Seeding on agar medium

(All steps in this section should be done inside a laminar flow.)

  1. Transfer the seeds from each packet to properly labeled 4” x 1” (l x d) tubes.
  2. Pour enough 70% ethanol to immerse the seeds in each tube and wash the seeds by shaking the tube several times. Pour off ethanol in a container.
  3. 3. Pour 20% sodium hypochlorite (NaOCl) into each tube. Leave this for 15 min to sterilize the seeds. Shake the tubes occasionally. After 15 min, pour off the sodium hypochlorite in a container.
  4. Pour sterile distilled water into each tube. Wash the seeds by shaking the tubes several times. Pour off the water into a container. Do this step 3 times.
  5. Transfer the seeds from each tube to petri dishes lined with sterile filter paper to blot dry them.
  6. Plant the seeds in 5” x 1” or 8” x 1” (l x d) test tubes with agar media (see Table 9-2 for media preparation; see Table 9-1 for stock solution of culture media). First, remove the tube’s cover and flame the rim of the tube. For accessions with more than 20 seeds, use a 125 ml Erlenmeyer flask. The tube or the flask should be properly labeled with the accession number.
  7. With a sterile spatula, take a seed from the petri dish. Put this seed on to the surface of the agar media. Do this for the rest of the seeds. For accessions with more than 20 seeds, transfer 10-15 seeds per flask.
  8. Flame the rim of the tube and the cover’s underside before sealing it again.

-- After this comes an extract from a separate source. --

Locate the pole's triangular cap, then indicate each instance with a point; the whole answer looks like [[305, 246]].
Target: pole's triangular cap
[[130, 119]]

  9. Do steps 6-8 for all accessions.


Plant establishment

  1. Stand the tubes with the seeds in a test tube rack and put them inside a dark cabinet in the culture room until the shoot and root emergence. Inspect the tubes occasionally to find out if the seeds have germinated.
  2. Transfer the tubes with seedlings into the lighted shelves in the culture room. The shelves should have a 12/12 h light and dark cycle.

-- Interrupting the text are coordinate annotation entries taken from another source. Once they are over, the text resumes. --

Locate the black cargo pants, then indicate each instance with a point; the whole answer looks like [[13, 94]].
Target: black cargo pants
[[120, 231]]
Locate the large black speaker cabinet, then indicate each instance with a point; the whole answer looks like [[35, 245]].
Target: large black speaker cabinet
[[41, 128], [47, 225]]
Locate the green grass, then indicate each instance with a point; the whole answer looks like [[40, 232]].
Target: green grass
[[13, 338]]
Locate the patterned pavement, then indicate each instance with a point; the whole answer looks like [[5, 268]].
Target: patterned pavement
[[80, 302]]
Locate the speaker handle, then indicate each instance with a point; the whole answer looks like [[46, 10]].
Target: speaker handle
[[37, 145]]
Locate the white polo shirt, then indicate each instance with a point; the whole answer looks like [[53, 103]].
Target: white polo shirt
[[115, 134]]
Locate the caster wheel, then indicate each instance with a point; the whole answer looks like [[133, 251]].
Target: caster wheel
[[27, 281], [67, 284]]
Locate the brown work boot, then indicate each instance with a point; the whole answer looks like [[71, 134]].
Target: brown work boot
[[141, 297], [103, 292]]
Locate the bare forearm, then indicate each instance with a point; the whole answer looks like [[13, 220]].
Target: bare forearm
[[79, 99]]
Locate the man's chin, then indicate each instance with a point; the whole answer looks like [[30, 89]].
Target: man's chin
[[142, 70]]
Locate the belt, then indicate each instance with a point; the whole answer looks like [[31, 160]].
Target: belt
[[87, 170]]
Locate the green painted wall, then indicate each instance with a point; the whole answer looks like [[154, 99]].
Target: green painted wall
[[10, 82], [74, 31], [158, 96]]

  3. Let the seedlings grow until they are about 8 cm long. These are now ready for transferring to the culture solution.
  4. Label each hole of a 9” x 12” styropor with the accession number of the seedlings.

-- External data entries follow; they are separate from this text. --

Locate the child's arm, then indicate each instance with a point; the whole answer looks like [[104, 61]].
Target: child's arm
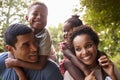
[[10, 62], [107, 66], [20, 73], [74, 71]]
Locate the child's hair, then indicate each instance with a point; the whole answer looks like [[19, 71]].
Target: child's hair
[[13, 31], [74, 21], [38, 3], [84, 29]]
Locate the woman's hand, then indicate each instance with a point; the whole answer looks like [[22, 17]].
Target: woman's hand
[[107, 66]]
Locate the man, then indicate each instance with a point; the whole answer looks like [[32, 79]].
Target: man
[[20, 42]]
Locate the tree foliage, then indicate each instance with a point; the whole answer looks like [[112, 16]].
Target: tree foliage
[[104, 17]]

  5. Put the styropor in an 11” x 14” tray filled with distilled water.
  6. Remove each seedling by scooping out the agar media with a spatula.
  7. Wash the roots of the seedling with distilled water in a tray to remove all the agar media adhering to it . Do this very carefully to avoid damaging the roots.
  8. Sandwich the lower portion of the stem (1 cm from the base) of each seedling with a 0.5” x 2” foam. Insert the foam with the seedling into the corresponding hole of the styropor.
  9. Transport the seedlings to the Phytotron. Replace the distilled water in the tray with culture solution (see Table 9-4 for culture solution preparation and Table 9-3 for the stock solution). Allow the seedling to grow inside the glass chamber (21/29 °, 70% RH) or an indoor growth cabinet (21/29 °, 70% RH, 12 h light at 900 µ¨m-2s-2) for 2-3 weeks or until the seedlings are at the 2-3 tiller stage.
  10. Maintain the pH of the culture solution daily. It should remain at pH 5.5.
  11. Replace the culture solution twice a week.
  12. Transplant the seedlings to pots in the nursery.